Bond shares many similarities with other serialization systems, for example Google Protocol Buffers, Thrift and Avro:
- Bond messages are defined in the IDL – like language
- It maps all Bond’s data type to the native language data types
Bond’s implementation however has one major difference: it doesn’t hard-code type mappings. It allows one to plug-in many things that aren't part of the core schema logic -whether to serialize from Bond schemas or a custom type, what the wire format is, whether to put custom metadata in the payload, and so on.
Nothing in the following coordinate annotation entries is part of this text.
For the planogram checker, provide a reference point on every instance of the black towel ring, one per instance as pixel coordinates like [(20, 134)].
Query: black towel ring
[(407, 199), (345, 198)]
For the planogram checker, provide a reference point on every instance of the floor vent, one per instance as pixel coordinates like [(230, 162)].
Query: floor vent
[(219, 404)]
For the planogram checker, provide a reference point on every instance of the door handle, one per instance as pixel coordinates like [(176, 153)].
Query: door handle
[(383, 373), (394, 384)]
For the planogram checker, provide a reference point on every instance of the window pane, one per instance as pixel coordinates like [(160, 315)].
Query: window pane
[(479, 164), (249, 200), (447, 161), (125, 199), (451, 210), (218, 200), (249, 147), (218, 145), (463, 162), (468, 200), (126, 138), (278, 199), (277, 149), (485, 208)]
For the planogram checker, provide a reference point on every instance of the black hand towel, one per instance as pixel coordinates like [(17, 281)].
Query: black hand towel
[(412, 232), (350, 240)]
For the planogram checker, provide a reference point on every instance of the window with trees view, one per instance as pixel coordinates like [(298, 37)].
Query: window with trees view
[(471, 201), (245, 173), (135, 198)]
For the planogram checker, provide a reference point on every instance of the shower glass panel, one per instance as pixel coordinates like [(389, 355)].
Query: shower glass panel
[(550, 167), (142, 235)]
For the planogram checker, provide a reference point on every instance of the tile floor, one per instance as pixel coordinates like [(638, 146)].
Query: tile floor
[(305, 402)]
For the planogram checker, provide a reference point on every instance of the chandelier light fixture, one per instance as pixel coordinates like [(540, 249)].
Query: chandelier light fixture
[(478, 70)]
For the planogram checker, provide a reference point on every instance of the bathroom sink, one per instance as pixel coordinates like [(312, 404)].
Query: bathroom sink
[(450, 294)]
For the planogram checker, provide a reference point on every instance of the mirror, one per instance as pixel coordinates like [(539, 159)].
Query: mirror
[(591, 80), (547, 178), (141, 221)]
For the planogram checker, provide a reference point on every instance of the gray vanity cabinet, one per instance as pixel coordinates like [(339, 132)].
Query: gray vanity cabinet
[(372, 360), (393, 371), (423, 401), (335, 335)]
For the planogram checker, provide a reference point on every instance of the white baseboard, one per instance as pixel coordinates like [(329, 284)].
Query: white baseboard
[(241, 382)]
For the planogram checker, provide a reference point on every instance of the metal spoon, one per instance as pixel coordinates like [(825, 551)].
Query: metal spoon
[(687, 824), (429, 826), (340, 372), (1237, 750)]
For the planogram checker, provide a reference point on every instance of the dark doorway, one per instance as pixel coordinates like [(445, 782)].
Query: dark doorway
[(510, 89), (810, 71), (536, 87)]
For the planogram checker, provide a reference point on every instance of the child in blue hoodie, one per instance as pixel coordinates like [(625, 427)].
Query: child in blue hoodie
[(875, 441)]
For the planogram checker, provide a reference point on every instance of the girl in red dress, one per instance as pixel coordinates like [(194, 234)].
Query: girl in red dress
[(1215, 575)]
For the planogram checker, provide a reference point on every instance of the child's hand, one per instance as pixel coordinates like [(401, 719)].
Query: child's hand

For example, in C++ the defaults are STL containers like std::vector; however, a user can easily map custom types - using Python’s boost::multi index container in a generated C++ struct or mapping a uint64 schema field to a System.DateTime field in a generated C# class-. Bond generated C++ structs can also use custom allocators.
A nice comparison between Bond and Google Protocol Buffers is presented is this Stack Overflow post:
Pros:
- Bond supports generics
- Bond has different types to represent collections: vector<T>, map<T>, list<T>
- Bond supports type-safe lazy deserialization (bonded<T>)
- Bond supports multiple formats (fast binary, compact binary, XML, JSON) + marshaling and transcoding
Cons:
- Bond doesn't support different types for fixed and variable integer encoding. In Bond, the way how integers are encoded is determined by the output format (fast or compact), but in Protocol Buffers, there are integer types that always have fixed size: fixed32 and fixed64.
- Bond doesn't support union types (oneof in Protocol Buffers)
- Bond doesn't have Java implementation (yet)
In addition, this announcement on Reddit has many answers about Bond’s implementation and capabilities.
Considering the current trend of growing SOA usage in the form of microservices, the issue of data marshalling/unmarshalling is becoming quite important. Bond can become a useful alternative to existing serialization systems.